Jerry Yang Speaks At Web 2.0: Our Live Notes

What a day for Yahoo CEO Jerry Yang to take the stage in front of a thousand or so people at the Web 2.0 Summit in San Francisco. The Google search marketing deal is toast, and it’s not clear what Yahoo’s plan is as the company’s stock continues to wither.

Conference co-organizer John Battelle welcomes Yang to the stage at 4:50 pm.

Yang says its been an “amazing year” in response to Battelle’s first question on how he’s doing personally. Battelle then asks what happened to Yahoo this year, going back to Microsoft’s offer to acquire the company in February 2008.

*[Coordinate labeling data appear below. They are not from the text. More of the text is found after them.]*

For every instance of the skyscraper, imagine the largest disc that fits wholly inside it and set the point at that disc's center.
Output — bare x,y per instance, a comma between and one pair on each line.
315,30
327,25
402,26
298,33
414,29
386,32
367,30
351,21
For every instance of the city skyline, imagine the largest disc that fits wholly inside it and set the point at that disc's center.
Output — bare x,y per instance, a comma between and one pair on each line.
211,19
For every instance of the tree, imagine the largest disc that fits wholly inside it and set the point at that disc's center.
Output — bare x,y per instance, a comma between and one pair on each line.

Yang says flat out that he’s open to a sale to Microsoft, that they were ready to negotiate a deal and that they weren’t that far apart. He says Microsoft continues to be clear that Microsoft is no longer interested in the deal. Yang also says that he and his board of directors felt that at all times they did the right thing. Both sides are to blame, he says, for the deal not happening.

Battelle says that a lot of people claim Yang is to blame for the deal falling apart. Yang counters, saying he is indifferent about keeping Yahoo independent and just wants what’s best for the company. He also reiterates that they went back to Microsoft after the offer was revoked to get them interested again.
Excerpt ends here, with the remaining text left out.